With a deep, bitter regret, Marley then confesses:

"My spirit never walked beyond our counting-house - mark me! - in life my spirit never roved beyond the narrow limits of our money-changing hole; and weary journeys lie before me!... Not to know that no space of regret can make amends for one's life opportunity misused! Yet such was I! Oh! such was I!"

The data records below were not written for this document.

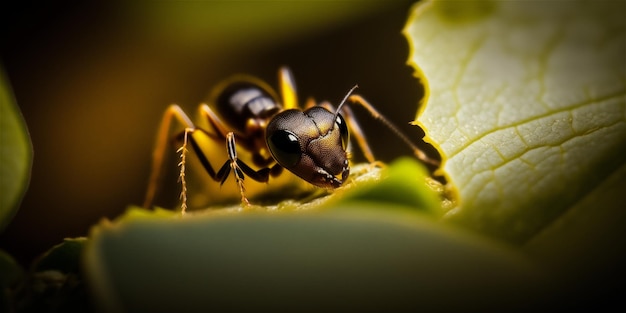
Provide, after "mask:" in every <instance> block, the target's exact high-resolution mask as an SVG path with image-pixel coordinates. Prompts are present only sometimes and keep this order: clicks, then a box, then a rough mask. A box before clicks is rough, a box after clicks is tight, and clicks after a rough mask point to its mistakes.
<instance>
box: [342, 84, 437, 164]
mask: <svg viewBox="0 0 626 313" xmlns="http://www.w3.org/2000/svg"><path fill="white" fill-rule="evenodd" d="M348 99H349V100H350V102H352V103H355V104H359V105H361V106H363V107H364V108H365V109H366V110H367V111H369V113H370V114H371V115H372V117H374V119H377V120H379V121H381V122H383V124H385V126H387V127H388V128H389V129H391V130H392V131H393V132H394V133H396V136H398V137H399V138H400V139H402V141H404V143H405V144H406V145H408V146H409V147H410V148H411V149H412V150H413V154H415V156H416V157H417V158H418V159H420V160H421V161H422V162H424V163H427V164H431V165H434V166H439V161H437V160H434V159H431V158H430V157H428V156H427V155H426V153H424V151H422V150H421V149H420V148H418V147H417V146H416V145H415V144H414V143H413V142H412V141H411V140H410V139H409V138H408V137H407V136H406V135H405V134H404V133H402V132H401V131H400V130H399V129H398V128H397V127H396V126H395V125H394V124H393V123H391V122H390V121H389V120H388V119H386V118H385V117H384V116H382V115H381V114H380V113H379V112H378V111H377V110H376V109H375V108H374V106H373V105H371V104H370V103H369V102H367V100H365V99H364V98H363V97H361V96H360V95H351V96H350V98H348Z"/></svg>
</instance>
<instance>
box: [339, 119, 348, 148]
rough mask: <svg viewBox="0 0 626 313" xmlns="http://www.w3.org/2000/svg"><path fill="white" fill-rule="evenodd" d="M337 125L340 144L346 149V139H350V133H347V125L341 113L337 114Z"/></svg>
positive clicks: (347, 141)
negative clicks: (340, 143)
mask: <svg viewBox="0 0 626 313" xmlns="http://www.w3.org/2000/svg"><path fill="white" fill-rule="evenodd" d="M336 123H337V126H338V127H339V134H340V135H341V146H343V149H344V150H346V149H347V148H348V141H349V140H350V133H348V125H347V124H346V121H345V120H344V119H343V117H342V116H341V114H337V122H336Z"/></svg>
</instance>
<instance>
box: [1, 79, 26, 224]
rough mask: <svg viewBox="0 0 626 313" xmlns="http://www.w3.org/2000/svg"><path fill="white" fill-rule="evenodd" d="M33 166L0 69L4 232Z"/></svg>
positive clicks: (22, 190) (2, 216)
mask: <svg viewBox="0 0 626 313" xmlns="http://www.w3.org/2000/svg"><path fill="white" fill-rule="evenodd" d="M31 163H32V148H31V143H30V138H29V136H28V130H27V129H26V124H25V123H24V120H23V118H22V115H21V113H20V111H19V108H18V107H17V105H16V103H15V98H14V97H13V93H12V92H11V87H10V85H9V82H8V81H7V79H6V78H5V76H4V73H3V71H2V69H1V68H0V195H1V196H0V230H2V229H3V228H4V227H5V226H6V225H7V224H8V223H9V221H10V220H11V218H13V215H14V214H15V212H16V211H17V209H18V207H19V202H20V201H21V199H22V195H23V194H24V191H25V190H26V187H27V186H28V180H29V178H30V168H31Z"/></svg>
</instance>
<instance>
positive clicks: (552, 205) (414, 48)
mask: <svg viewBox="0 0 626 313" xmlns="http://www.w3.org/2000/svg"><path fill="white" fill-rule="evenodd" d="M625 11H626V3H625V2H623V1H588V2H586V1H577V2H572V1H569V2H558V1H530V2H523V1H464V2H461V3H459V2H444V1H441V2H439V1H435V2H424V3H420V4H419V5H417V6H416V7H415V10H414V11H413V14H412V16H411V18H410V20H409V23H408V24H407V26H406V28H405V31H404V32H405V34H406V36H407V37H408V39H409V41H410V44H411V47H412V52H411V57H410V62H411V63H413V65H414V66H415V68H416V71H417V75H418V77H419V78H420V80H421V81H422V83H423V84H424V85H425V86H426V89H427V97H426V100H425V101H427V103H426V105H425V108H424V109H423V111H422V112H418V117H417V123H418V124H419V125H421V126H422V127H423V128H424V129H425V130H426V132H427V135H428V136H429V138H430V141H431V142H432V143H433V144H435V145H436V146H437V147H438V148H439V150H440V152H441V153H442V154H443V157H444V165H443V171H445V173H446V174H447V175H448V178H449V179H450V181H451V182H452V183H453V184H455V186H456V187H457V188H458V190H459V199H458V200H459V206H458V207H457V208H456V209H454V210H451V211H450V212H448V214H447V217H446V218H447V219H448V220H451V221H454V222H457V223H459V224H462V225H465V226H467V227H470V228H472V229H477V230H480V231H481V232H484V233H487V234H490V235H493V236H495V237H497V238H500V239H504V240H507V241H509V242H513V243H523V242H526V241H528V240H529V239H530V238H532V237H533V236H534V235H535V234H537V233H538V232H539V231H541V230H542V229H544V228H546V227H548V226H549V225H550V224H551V223H553V222H555V220H558V219H559V217H560V216H562V215H563V214H564V213H565V212H567V211H570V210H572V208H573V207H576V206H577V205H578V204H579V203H580V202H581V201H599V200H602V199H594V200H585V198H586V197H587V196H590V195H593V192H594V190H596V189H597V188H598V187H599V186H600V185H601V184H602V183H603V182H604V181H606V180H607V179H608V178H609V177H610V176H611V175H612V174H613V173H615V172H616V171H617V169H618V168H620V167H622V166H624V164H625V163H626V58H625V57H624V56H625V55H626V25H625V24H626V20H625V19H624V18H623V12H625ZM619 179H624V177H623V175H622V176H621V177H620V178H619ZM620 198H621V197H620ZM619 202H622V201H621V200H620V199H615V201H603V202H602V203H603V204H605V205H608V206H609V208H607V209H609V210H618V209H621V205H620V204H619Z"/></svg>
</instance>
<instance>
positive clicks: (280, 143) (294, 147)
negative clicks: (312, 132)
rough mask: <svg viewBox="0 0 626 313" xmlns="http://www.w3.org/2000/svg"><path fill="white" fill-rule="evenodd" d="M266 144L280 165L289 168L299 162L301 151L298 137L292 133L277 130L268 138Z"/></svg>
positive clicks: (280, 130)
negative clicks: (266, 144)
mask: <svg viewBox="0 0 626 313" xmlns="http://www.w3.org/2000/svg"><path fill="white" fill-rule="evenodd" d="M267 143H268V145H269V148H270V151H271V152H272V154H273V155H274V158H275V159H276V160H277V161H278V163H279V164H280V165H282V166H284V167H287V168H289V167H293V166H295V165H296V164H297V163H298V161H300V156H301V155H302V151H301V150H300V142H299V141H298V137H297V136H296V135H295V134H294V133H292V132H290V131H286V130H282V129H281V130H277V131H276V132H274V133H273V134H272V135H271V136H270V138H269V140H268V142H267Z"/></svg>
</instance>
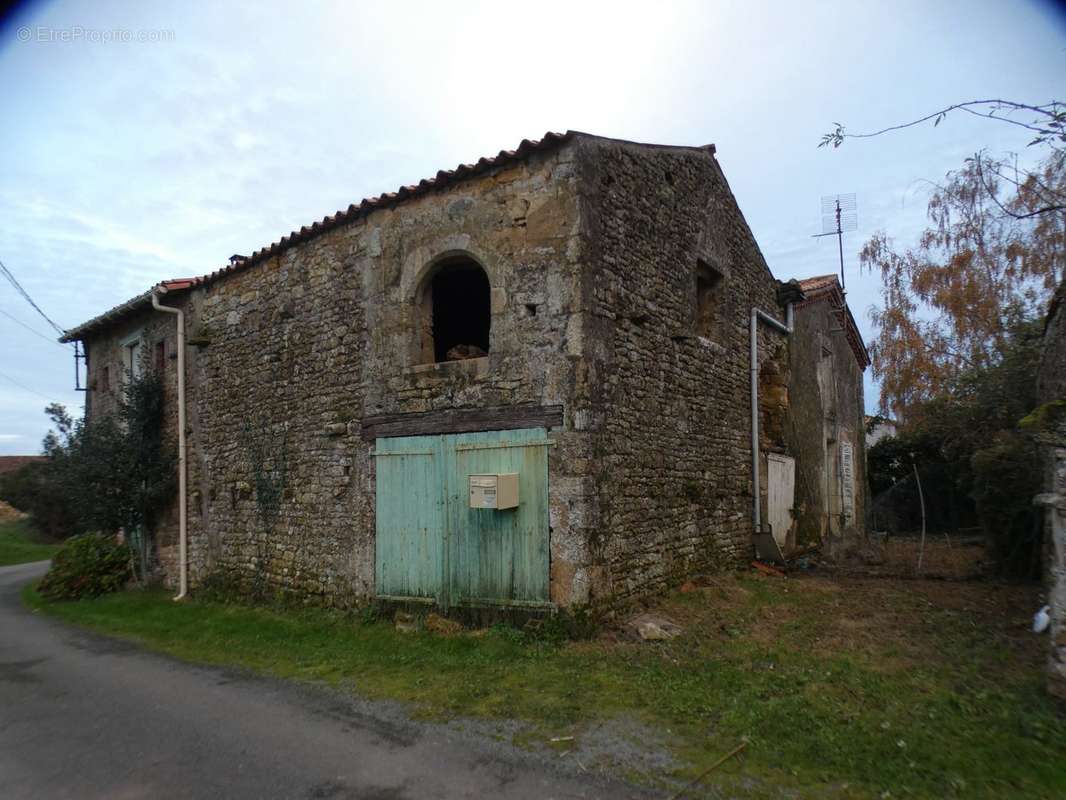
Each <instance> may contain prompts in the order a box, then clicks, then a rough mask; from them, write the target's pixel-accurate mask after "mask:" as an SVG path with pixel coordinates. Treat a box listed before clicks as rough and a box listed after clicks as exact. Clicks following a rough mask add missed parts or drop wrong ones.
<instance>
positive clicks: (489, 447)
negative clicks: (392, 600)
mask: <svg viewBox="0 0 1066 800" xmlns="http://www.w3.org/2000/svg"><path fill="white" fill-rule="evenodd" d="M550 444H551V443H550V442H549V441H548V438H547V431H546V430H545V429H544V428H526V429H521V430H515V431H487V432H480V433H458V434H448V435H435V436H403V437H394V438H378V439H377V445H376V448H375V452H374V455H375V460H376V509H377V531H376V532H377V543H376V548H375V550H376V565H375V566H376V583H377V588H376V591H377V596H378V597H382V598H385V599H405V601H420V602H434V603H437V604H438V605H440V606H441V607H442V608H446V609H447V608H449V607H451V606H461V605H501V606H533V607H536V606H546V605H548V604H549V594H548V591H549V581H548V571H549V551H548V448H549V446H550ZM494 473H517V474H518V476H519V479H518V480H519V483H518V486H519V489H518V496H519V505H518V507H517V508H515V509H506V510H502V511H498V510H495V509H471V508H470V507H469V489H468V486H469V476H471V475H485V474H494Z"/></svg>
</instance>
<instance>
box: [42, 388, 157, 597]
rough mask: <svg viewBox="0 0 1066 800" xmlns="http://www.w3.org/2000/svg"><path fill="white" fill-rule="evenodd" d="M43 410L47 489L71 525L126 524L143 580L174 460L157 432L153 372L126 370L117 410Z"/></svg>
mask: <svg viewBox="0 0 1066 800" xmlns="http://www.w3.org/2000/svg"><path fill="white" fill-rule="evenodd" d="M46 413H47V414H48V416H49V417H51V419H52V422H53V425H54V430H51V431H49V432H48V435H47V436H45V441H44V449H45V454H46V455H47V457H48V461H47V463H46V469H45V473H44V480H45V482H46V483H47V484H48V486H49V492H48V494H49V495H51V496H55V495H58V494H59V495H62V496H63V497H64V498H65V502H66V505H67V507H68V508H69V511H70V516H71V517H72V518H74V519H76V521H77V522H76V524H75V530H72V531H70V532H71V533H81V532H86V531H100V532H107V533H113V532H116V531H118V530H123V531H125V532H126V534H127V538H128V539H129V541H130V543H131V545H133V548H134V551H135V553H136V556H138V561H139V564H138V573H139V575H140V577H141V578H142V579H144V578H145V577H146V576H147V575H148V571H149V567H150V559H151V544H150V531H151V528H152V526H154V524H155V523H156V519H157V517H158V514H159V513H160V512H161V511H162V510H163V508H164V507H165V503H166V501H167V499H168V498H169V496H171V493H172V491H173V481H174V466H175V463H176V458H175V455H174V448H173V446H172V444H171V443H169V442H168V441H167V437H166V435H165V432H164V396H163V383H162V380H161V378H160V377H159V375H158V374H156V373H155V372H149V373H146V374H144V375H142V377H136V378H133V377H131V378H130V379H129V380H128V381H127V383H126V386H125V388H124V390H123V395H122V398H120V400H119V405H118V410H117V412H116V413H115V414H108V415H103V416H100V417H97V418H94V419H92V420H91V421H88V422H84V421H81V420H79V421H74V420H72V419H71V418H70V415H69V414H68V413H67V411H66V409H65V407H64V406H63V405H61V404H59V403H53V404H52V405H49V406H48V409H46Z"/></svg>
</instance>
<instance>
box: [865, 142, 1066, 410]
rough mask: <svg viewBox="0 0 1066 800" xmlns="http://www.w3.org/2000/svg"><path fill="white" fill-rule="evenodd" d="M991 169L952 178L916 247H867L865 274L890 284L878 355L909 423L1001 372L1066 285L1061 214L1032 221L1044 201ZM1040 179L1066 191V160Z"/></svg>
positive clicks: (887, 409)
mask: <svg viewBox="0 0 1066 800" xmlns="http://www.w3.org/2000/svg"><path fill="white" fill-rule="evenodd" d="M986 163H987V162H985V165H983V164H982V162H981V161H979V160H974V159H970V160H968V161H967V163H966V164H965V165H964V166H963V169H960V170H957V171H955V172H952V173H949V174H948V177H947V180H946V182H944V183H943V185H942V186H940V187H937V189H936V190H935V191H934V192H933V194H932V196H931V197H930V202H928V209H927V212H928V219H930V222H931V223H932V224H931V225H930V227H928V228H927V229H926V230H925V231H923V233H922V235H921V236H920V237H919V240H918V243H917V245H915V246H911V247H906V249H899V247H897V246H895V244H894V243H893V242H892V241H891V240H890V239H889V238H888V236H887V235H886V234H884V233H877V234H875V235H874V236H873V238H871V239H870V241H869V242H867V243H866V245H863V247H862V252H861V254H860V260H861V263H862V266H863V268H865V269H869V270H875V271H877V272H879V273H881V277H882V303H883V304H882V307H879V308H875V309H873V310H872V311H871V317H872V320H873V322H874V323H875V324H876V325H877V329H878V333H877V338H876V340H875V341H874V342H873V345H872V347H871V354H872V356H873V366H874V374H875V375H876V377H877V378H878V379H879V380H881V382H882V395H881V405H882V410H883V411H884V412H886V413H888V412H892V413H895V414H903V416H904V417H906V416H907V414H908V413H912V412H914V410H915V409H916V407H919V406H921V405H922V404H923V403H926V402H928V401H931V400H934V399H936V398H938V397H943V396H946V395H947V394H951V393H953V391H955V390H956V389H959V388H960V387H962V382H964V379H965V377H966V375H972V374H974V373H976V372H980V371H981V370H984V369H987V368H989V367H992V366H996V365H997V364H999V363H1000V362H1001V361H1002V359H1003V358H1004V357H1006V354H1007V353H1008V351H1010V350H1011V348H1012V347H1013V342H1014V338H1015V335H1016V333H1017V332H1018V331H1019V330H1020V329H1022V327H1023V326H1024V325H1027V324H1030V323H1031V322H1032V320H1034V319H1039V318H1040V317H1043V314H1044V311H1045V310H1046V307H1047V302H1048V300H1049V298H1050V297H1051V293H1052V291H1053V290H1054V288H1055V286H1057V284H1059V281H1060V279H1061V277H1062V273H1063V269H1064V268H1063V265H1064V255H1066V227H1064V221H1063V217H1062V214H1061V213H1059V214H1056V213H1048V214H1043V215H1040V217H1028V215H1027V214H1025V213H1024V212H1025V210H1027V209H1031V208H1033V206H1034V204H1039V202H1040V201H1039V198H1038V197H1035V196H1034V195H1032V194H1031V193H1030V192H1029V190H1028V189H1027V188H1025V187H1021V188H1019V187H1017V186H1015V185H1011V183H1003V182H1002V181H1000V180H998V179H997V178H995V177H992V176H991V175H990V174H989V172H988V171H987V167H986ZM1035 175H1037V173H1033V174H1032V175H1031V176H1030V179H1032V180H1036V179H1037V178H1035V177H1034V176H1035ZM1039 176H1040V178H1039V180H1040V181H1041V182H1043V183H1047V185H1048V186H1050V187H1052V188H1054V189H1055V190H1056V191H1066V155H1064V154H1063V153H1059V151H1055V153H1053V154H1052V155H1051V156H1050V157H1049V158H1048V159H1047V161H1046V162H1045V164H1044V165H1043V167H1041V170H1040V171H1039ZM1002 209H1007V210H1010V211H1012V212H1013V213H1004V212H1003V210H1002Z"/></svg>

At this point in this somewhat macabre dialogue between the two, Scrooge begins to grope for some signs of hope and relief as he intuitively realizes that Marley is speaking words of warning to him for his cold-hearted scorn for the rest of humanity. When Scrooge protests the working of an unseen providence, by saying "But you were always a good man of business, Jacob," we then hear what may be the most significant - and well-known - passage in this scene:

"Business!" cried the Ghost, wringing its hands again. "Mankind was my business. The common welfare was my business; charity, mercy, forbearance, and benevolence, were all my business. The dealings of my trade were but a drop of water in the comprehensive ocean of my business!"

It held up its chains at arm's length, as if that were the cause of all its unavailing grief, and flung it heavily upon the ground again.

"At this time of the rolling year," the spectre said, "I suffer most. Why did I walk through crowds of fellow beings with my eyes turned down, and never raise them to that blessed Star which led the Wise Men to a poor abode! Were there no poor homes to which its light would have conducted me!"

Anticipating the regret of a life not well-lived is a frightening thought. Especially if it comes down to having been too busy!

Good literature is capable of leaving strong indelible images that are much more effective than a well-argued treatise. Dickens' characters were always exaggerated or "larger than life," as we may say. But they then "typify" a great deal about life in the process. 

Besides the necessary business that makes up our lives, and which must be done carefully and responsibly, just what else are we so "busy" with? Does that business also lead us away from charity, mercy, forbearance, and benevolence? Are we presently scurrying around, making sure that we will have a "Merry Christmas," while also turning our eyes downward so that we too cannot "see" the blessed Star that guides us to the Incarnate Christ? Are we going to somehow be able to "fit" the Church into our "Business?" Both the parable from Sunday and Dickens' classic A Christmas Carol raise the issue of our stewardship of time and the Christian truth that "mankind is our business."